Может быть, не такие уж мы разные.

Мало кто понимает важность отношений, ещё меньше тех, кто ценит и бережёт значение такого понятия, как доверие. Кто умеет сохранять его.

Отчуждение и мнительность, неспособность видеть в окружающих доброжелательность и порядочность, как правило, приводят к трагическим последствиям. Ведь, по сути, кто не умеет или не хочет вызывать к себе расположение – легко может стать очередным Гипнотизером. Шагать по головам, перемалывать других людей ради собственной выгоды.

Я гоню эти мысли прочь и надеюсь только на лучшее.

В новой жизни, где-то там, спрятанный в заковыристом лабиринте многоэтажных коробок и дорожных развязок, завтра будет расти мой сын, вместе со своей мамой, которой я никогда не смогу признаться в своих чувствах, и мужчиной, которого он уже начал называть своим отцом.

Пусть это и сложно, но я всё же попробую искренне порадоваться их счастью дистанционно, не вмешиваясь. Пусть им будет хорошо, ну а с собой уж я справлюсь.

* * *

Я зависаю на высоте не менее 22 метров над землей на отвесной скалистой стене Лисьей горы. Естественный рельеф и неподготовленная трасса вкупе с ледяным ветром словно заговорчески объединились против меня. Задубевшими пальцами изготавливаю для себя промежуточную точку страховки – импровизированную закладку, в которую вщёлкиваю карабин с простёгнутой в него верёвкой.

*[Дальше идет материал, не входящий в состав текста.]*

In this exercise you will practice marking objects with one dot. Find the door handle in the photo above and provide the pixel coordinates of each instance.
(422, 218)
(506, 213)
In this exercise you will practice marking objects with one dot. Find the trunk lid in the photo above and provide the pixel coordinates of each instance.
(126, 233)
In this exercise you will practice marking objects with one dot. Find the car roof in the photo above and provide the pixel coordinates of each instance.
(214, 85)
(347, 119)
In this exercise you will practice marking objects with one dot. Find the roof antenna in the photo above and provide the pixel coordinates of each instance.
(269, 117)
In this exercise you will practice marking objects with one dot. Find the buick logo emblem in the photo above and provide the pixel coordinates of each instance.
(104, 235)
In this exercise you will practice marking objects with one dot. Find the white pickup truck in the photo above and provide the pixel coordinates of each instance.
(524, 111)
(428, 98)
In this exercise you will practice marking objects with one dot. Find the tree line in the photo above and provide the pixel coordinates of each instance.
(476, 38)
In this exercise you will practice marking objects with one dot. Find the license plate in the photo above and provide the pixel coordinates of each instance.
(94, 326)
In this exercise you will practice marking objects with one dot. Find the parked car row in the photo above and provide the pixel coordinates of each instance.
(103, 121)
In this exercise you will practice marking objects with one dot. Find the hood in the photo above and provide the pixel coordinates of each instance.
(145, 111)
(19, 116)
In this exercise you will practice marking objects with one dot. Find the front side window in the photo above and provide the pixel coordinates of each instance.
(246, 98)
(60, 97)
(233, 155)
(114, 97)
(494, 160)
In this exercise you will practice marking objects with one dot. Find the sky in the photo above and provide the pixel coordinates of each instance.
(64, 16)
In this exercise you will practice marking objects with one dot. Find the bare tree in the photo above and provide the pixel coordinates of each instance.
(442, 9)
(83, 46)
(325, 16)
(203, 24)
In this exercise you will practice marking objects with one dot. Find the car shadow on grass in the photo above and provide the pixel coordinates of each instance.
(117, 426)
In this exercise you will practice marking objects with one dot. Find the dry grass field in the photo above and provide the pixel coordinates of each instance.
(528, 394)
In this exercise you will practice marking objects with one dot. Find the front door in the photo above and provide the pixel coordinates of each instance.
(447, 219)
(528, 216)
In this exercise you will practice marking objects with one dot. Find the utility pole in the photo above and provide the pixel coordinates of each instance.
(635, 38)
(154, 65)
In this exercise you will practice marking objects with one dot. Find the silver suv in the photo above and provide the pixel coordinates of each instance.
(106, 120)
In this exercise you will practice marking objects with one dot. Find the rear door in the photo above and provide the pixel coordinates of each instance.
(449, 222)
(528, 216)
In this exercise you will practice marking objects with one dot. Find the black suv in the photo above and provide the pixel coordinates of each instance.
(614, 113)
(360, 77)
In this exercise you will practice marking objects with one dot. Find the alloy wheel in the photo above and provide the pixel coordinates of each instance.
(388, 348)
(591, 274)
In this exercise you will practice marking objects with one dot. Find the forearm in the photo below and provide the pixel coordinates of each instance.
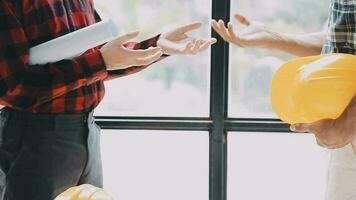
(299, 45)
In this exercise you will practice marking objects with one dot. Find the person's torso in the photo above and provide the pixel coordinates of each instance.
(341, 32)
(44, 20)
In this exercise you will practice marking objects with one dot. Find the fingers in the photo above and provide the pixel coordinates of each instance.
(207, 44)
(127, 37)
(188, 48)
(146, 52)
(149, 59)
(227, 33)
(243, 20)
(190, 27)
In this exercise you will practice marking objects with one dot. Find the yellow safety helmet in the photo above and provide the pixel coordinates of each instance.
(84, 192)
(309, 89)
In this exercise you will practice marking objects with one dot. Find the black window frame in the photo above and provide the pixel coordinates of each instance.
(218, 124)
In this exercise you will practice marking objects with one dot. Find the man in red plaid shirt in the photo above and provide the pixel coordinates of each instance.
(48, 138)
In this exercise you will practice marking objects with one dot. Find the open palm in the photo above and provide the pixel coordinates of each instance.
(177, 41)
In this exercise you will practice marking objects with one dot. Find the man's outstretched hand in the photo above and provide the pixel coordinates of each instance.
(330, 133)
(177, 42)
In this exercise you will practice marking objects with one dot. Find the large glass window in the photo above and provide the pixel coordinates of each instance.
(156, 165)
(156, 159)
(275, 166)
(175, 87)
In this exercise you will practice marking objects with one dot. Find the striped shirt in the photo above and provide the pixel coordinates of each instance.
(341, 32)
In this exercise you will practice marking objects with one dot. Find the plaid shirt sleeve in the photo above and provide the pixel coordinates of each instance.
(23, 86)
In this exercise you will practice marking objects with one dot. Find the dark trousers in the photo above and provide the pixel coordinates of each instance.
(42, 155)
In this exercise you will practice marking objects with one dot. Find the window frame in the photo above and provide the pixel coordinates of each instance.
(218, 124)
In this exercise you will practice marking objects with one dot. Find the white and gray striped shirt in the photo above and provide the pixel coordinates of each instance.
(341, 32)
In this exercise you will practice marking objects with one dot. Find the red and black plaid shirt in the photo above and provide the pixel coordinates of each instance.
(67, 86)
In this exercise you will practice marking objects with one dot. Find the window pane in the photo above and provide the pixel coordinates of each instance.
(156, 165)
(251, 70)
(275, 166)
(176, 86)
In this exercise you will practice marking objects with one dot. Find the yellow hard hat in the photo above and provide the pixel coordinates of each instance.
(84, 192)
(309, 89)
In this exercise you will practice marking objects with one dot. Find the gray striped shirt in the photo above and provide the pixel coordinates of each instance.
(341, 32)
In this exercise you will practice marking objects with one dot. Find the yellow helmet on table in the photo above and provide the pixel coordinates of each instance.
(309, 89)
(84, 192)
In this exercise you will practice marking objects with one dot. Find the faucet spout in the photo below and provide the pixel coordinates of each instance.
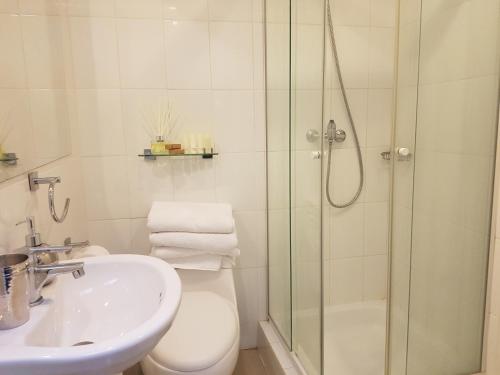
(41, 273)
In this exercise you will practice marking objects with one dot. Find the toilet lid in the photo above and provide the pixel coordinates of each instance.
(204, 330)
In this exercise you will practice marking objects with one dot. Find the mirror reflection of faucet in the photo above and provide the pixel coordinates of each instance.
(24, 274)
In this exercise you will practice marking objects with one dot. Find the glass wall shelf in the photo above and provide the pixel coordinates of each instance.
(148, 155)
(9, 158)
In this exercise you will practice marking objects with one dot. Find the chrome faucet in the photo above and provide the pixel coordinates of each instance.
(39, 272)
(42, 273)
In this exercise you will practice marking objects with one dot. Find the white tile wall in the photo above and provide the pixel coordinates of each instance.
(357, 238)
(206, 57)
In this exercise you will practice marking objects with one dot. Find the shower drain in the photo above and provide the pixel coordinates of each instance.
(81, 343)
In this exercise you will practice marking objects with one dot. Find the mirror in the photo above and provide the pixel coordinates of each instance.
(34, 92)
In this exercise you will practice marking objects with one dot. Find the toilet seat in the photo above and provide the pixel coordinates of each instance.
(204, 331)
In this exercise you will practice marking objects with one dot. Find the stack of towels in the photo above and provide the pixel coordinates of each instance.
(193, 235)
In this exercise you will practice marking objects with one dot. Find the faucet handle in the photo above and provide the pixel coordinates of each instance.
(69, 242)
(49, 249)
(33, 238)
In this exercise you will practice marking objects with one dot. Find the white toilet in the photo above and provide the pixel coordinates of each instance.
(205, 336)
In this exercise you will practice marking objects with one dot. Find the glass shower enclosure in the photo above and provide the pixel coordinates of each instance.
(395, 282)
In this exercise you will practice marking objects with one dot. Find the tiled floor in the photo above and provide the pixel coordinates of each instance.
(249, 363)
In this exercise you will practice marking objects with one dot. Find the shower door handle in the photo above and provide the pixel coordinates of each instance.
(402, 153)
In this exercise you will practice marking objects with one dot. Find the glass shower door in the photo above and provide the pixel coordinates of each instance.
(307, 40)
(442, 198)
(278, 164)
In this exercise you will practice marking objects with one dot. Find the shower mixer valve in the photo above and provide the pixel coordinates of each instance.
(333, 134)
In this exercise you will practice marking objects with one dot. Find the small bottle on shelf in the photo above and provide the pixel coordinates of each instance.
(159, 146)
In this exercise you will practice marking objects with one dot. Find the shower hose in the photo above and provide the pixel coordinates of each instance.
(351, 123)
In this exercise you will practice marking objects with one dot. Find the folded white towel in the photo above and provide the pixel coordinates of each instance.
(208, 242)
(191, 217)
(176, 252)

Было бы намного легче производить восхождение с кем-то в паре, но это слишком рискованно.

Впереди вверху, всего в десяти метрах от меня небольшое углубление, типа пещеры.

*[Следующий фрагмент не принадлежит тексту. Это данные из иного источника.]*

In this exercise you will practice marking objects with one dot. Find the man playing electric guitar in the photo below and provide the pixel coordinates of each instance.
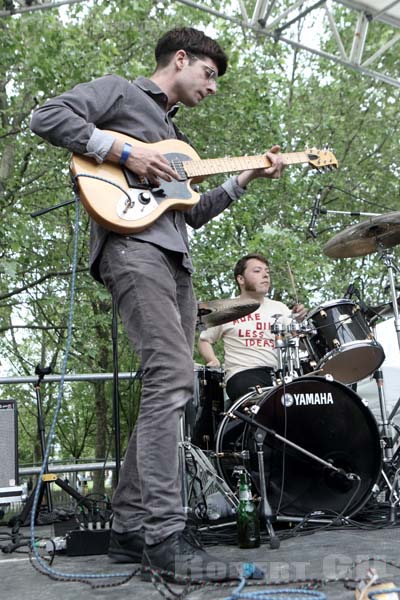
(149, 275)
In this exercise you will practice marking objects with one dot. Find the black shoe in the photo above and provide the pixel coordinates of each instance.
(180, 559)
(126, 547)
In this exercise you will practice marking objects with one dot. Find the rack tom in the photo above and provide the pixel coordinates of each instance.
(341, 342)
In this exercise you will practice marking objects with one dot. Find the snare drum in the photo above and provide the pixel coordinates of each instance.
(341, 342)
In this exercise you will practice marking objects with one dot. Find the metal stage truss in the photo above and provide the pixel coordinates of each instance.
(320, 24)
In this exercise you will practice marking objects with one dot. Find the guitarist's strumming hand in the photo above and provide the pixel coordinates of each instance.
(272, 172)
(145, 162)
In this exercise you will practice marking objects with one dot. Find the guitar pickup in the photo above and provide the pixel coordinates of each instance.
(135, 181)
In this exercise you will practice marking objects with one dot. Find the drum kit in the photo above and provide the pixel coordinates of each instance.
(323, 454)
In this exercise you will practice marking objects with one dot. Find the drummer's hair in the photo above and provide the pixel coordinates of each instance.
(240, 266)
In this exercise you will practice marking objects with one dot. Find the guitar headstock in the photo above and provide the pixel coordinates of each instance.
(323, 160)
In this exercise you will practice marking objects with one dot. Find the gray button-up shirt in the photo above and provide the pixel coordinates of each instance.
(75, 120)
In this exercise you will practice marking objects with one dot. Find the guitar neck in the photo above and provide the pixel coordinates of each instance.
(213, 166)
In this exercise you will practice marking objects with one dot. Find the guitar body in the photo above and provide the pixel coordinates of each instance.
(123, 204)
(120, 201)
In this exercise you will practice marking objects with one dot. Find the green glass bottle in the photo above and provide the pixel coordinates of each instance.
(248, 524)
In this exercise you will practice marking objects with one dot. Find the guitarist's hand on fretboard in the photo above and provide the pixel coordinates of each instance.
(145, 162)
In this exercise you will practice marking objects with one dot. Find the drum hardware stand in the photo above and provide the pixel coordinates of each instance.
(291, 366)
(340, 473)
(388, 260)
(44, 484)
(189, 452)
(265, 507)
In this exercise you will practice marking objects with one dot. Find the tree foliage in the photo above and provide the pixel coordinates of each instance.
(270, 94)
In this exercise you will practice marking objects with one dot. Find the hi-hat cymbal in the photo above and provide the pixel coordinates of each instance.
(218, 312)
(376, 233)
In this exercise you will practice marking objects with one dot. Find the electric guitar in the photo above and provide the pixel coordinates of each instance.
(123, 202)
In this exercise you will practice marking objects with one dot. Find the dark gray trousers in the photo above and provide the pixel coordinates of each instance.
(156, 303)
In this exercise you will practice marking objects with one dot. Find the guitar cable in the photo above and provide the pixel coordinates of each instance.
(41, 565)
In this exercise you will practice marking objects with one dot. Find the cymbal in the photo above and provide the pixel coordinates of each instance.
(374, 234)
(218, 312)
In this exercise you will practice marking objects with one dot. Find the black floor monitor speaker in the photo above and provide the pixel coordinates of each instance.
(8, 443)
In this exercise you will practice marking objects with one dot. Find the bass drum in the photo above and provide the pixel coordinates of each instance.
(324, 417)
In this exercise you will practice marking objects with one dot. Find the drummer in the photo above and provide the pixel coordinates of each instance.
(249, 346)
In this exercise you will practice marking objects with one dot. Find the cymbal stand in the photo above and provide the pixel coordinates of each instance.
(265, 508)
(294, 329)
(287, 347)
(277, 330)
(388, 260)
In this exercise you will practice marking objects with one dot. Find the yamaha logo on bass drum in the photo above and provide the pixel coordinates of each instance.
(306, 399)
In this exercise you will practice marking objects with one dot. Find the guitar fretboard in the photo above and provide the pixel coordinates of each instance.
(212, 166)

Я точно помню, что это – то самое место в телефонном видеоролике брата, в котором мы очутились прямо во время инцидента. Мой карманный компас сходит с ума, стрелка будто взбесилась от вихрей возмущенных электромагнитных полей. Я нахожусь рядом с аномальной зоной, и это лишь добавляет уверенности и сил.

Что там в пещере?

Мне немного не по себе, страх передается в руки легким тремором волнения.

Но я пойду до конца. И не буду бояться.

Ведь насколько человек побеждает страх – настолько он человек.

Еще полчаса-час и я узнаю это наверняка.